When the competition got tougher, though, Nwuba’s effectiveness waned, and his role lessened. He played just 9.1 minutes a night in the regular season after December, eventually falling out of the rotation by the end of the regular season.
A particular struggle for Nwuba was rebounding. He grabbed just 2.8 defensive rebounds per 40 minutes, an astronomically low number that marked the worst on the team and ranked in the second percentile nationally among forwards.
But even with his deficiencies as a player, Nwuba’s role shot back up with the injury to Bona late in the season.
And there is perhaps no better microcosm to Nwuba’s season than his play in the NCAA Tournament. Against mid-major No. 15 seed UNC Asheville, Nwuba had arguably the best game of his career, scoring a career-high 10 points on a perfect 4-of-4 from the field while adding a pair of blocks.
He fell back down to Earth facing better competition, however. Against No. 3 seed Gonzaga, Nwuba had just two points and, somehow, only one rebound in 32 minutes as the team’s starting center. He posted a team-worst -11 in the three-point loss.
Is it Nwuba’s fault that he was forced to play a bigger role than he was capable of on the biggest stage? No.
But Cronin needed competency with Bona’s struggles to stay on the court, and Nwuba was stretched a bit too thin at times to reach that low bar.

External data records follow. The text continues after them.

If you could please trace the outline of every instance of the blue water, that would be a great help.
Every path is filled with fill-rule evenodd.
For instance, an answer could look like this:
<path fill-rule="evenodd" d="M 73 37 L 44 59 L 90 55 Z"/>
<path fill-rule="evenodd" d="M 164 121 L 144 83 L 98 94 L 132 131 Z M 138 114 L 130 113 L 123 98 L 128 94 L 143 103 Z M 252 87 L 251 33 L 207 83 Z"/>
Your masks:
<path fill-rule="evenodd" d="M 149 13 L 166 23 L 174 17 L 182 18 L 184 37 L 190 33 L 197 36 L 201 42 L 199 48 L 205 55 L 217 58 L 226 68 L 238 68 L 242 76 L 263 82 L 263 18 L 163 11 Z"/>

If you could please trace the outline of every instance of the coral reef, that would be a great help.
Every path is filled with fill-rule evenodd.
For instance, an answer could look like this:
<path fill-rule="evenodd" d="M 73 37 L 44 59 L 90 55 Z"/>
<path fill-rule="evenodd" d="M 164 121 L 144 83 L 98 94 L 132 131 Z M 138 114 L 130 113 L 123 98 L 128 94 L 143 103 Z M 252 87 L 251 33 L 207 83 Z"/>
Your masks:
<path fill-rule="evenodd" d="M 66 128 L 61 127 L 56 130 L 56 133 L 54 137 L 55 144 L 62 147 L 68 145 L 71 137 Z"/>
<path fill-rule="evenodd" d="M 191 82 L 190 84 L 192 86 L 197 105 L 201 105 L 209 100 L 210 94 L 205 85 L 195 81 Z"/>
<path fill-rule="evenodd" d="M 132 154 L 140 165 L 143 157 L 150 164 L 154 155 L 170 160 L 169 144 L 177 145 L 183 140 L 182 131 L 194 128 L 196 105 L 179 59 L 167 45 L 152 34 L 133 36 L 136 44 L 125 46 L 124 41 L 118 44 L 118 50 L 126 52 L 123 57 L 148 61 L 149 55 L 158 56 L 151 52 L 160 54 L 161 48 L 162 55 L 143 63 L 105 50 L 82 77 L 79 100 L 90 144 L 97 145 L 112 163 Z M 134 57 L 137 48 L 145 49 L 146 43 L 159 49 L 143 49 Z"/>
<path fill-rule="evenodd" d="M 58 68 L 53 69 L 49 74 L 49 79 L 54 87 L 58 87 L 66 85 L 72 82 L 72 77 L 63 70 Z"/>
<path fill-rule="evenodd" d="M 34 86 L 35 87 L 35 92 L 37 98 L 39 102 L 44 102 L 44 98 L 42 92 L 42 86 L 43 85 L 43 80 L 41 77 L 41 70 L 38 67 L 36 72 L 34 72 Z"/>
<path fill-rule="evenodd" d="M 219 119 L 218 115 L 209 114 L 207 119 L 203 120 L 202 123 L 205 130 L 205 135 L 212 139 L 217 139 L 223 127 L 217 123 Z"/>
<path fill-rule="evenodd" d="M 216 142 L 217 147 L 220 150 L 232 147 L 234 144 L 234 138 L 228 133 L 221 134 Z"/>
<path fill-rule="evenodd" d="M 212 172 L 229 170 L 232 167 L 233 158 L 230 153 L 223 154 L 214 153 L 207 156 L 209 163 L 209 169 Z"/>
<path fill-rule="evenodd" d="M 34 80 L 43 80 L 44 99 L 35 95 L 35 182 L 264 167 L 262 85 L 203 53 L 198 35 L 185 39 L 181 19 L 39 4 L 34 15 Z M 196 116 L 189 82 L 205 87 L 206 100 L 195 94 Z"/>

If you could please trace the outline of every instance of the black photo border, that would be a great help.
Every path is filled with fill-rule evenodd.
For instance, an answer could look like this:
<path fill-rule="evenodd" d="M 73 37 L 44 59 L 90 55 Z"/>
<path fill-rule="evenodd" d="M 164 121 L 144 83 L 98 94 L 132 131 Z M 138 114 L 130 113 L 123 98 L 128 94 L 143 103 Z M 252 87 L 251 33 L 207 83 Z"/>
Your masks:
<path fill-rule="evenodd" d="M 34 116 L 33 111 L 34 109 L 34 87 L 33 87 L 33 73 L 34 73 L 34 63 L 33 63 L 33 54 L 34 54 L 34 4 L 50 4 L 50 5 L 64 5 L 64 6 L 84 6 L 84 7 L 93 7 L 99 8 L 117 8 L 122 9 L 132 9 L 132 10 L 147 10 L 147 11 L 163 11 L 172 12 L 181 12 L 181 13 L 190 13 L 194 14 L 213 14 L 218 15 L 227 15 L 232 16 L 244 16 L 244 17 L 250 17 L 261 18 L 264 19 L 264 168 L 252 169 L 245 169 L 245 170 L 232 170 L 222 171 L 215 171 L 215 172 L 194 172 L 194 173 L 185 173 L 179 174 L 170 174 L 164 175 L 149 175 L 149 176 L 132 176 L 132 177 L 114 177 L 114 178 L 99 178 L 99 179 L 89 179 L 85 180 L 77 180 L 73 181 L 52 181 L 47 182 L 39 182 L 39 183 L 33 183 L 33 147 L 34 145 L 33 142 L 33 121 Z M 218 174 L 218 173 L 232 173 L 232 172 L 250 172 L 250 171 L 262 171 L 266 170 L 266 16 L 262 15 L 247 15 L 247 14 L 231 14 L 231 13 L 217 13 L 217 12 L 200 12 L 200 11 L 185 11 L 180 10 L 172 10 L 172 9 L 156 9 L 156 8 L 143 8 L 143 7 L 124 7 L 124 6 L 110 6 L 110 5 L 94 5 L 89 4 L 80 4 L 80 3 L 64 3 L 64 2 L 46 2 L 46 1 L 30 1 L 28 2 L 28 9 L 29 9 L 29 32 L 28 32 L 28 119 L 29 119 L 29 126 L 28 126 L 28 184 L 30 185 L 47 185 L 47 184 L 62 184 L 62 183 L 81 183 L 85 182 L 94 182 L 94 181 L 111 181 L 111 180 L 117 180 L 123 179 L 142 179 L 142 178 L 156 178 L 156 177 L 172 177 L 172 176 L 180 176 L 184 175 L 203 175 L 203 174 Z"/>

Season stats: 6.8 MPG, 1.3 PPG, 1.9 RPG, 0.2 APG, 0.5 BPG, 44.7/0.0/37.5%
Mac Etienne had a tough go of it in 2022-2023.
The redshirt freshman forward’s role was unknown entering the season after missing all of last year with a torn ACL. Eventually, Etienne found his footing as the team’s third big, but he struggled.
Etienne looked a step slower than the reclassified freshman that won over fans with his effort in 2021, an understandable result of not having played a meaningful game in a year and a half and coming back from a significant knee injury. He racked up foul after foul, eventually playing himself out of the rotation for not being able to stay on the court consistently. The big averaged 7.5 fouls per 40 minutes, the highest mark on the team by nearly two fouls.
As a result, he could never quite find his rhythm offensively. Etienne was a below-average finisher from the painted area, and his midrange jumper never fully developed.
And by the end of the year, Cronin could never quite trust Etienne. He played just five minutes against Gonzaga despite being one of two healthy centers on the roster.
Still, though, Etienne showed enough promise to potentially add value next season.
His defensive instincts and positioning were sound, with most of his fouls the result of adapting to slightly lessened athleticism from the torn ACL. He still posted a relatively high block rate, so it’s fair to assume he’ll be a plus defender once his legs come back fully.
Torn ACL recovery is a two-year process, all in all, so getting back on the court was always the most important step for Etienne this season.
Now, he’ll have to build on that to become an impact player in 2023-2024.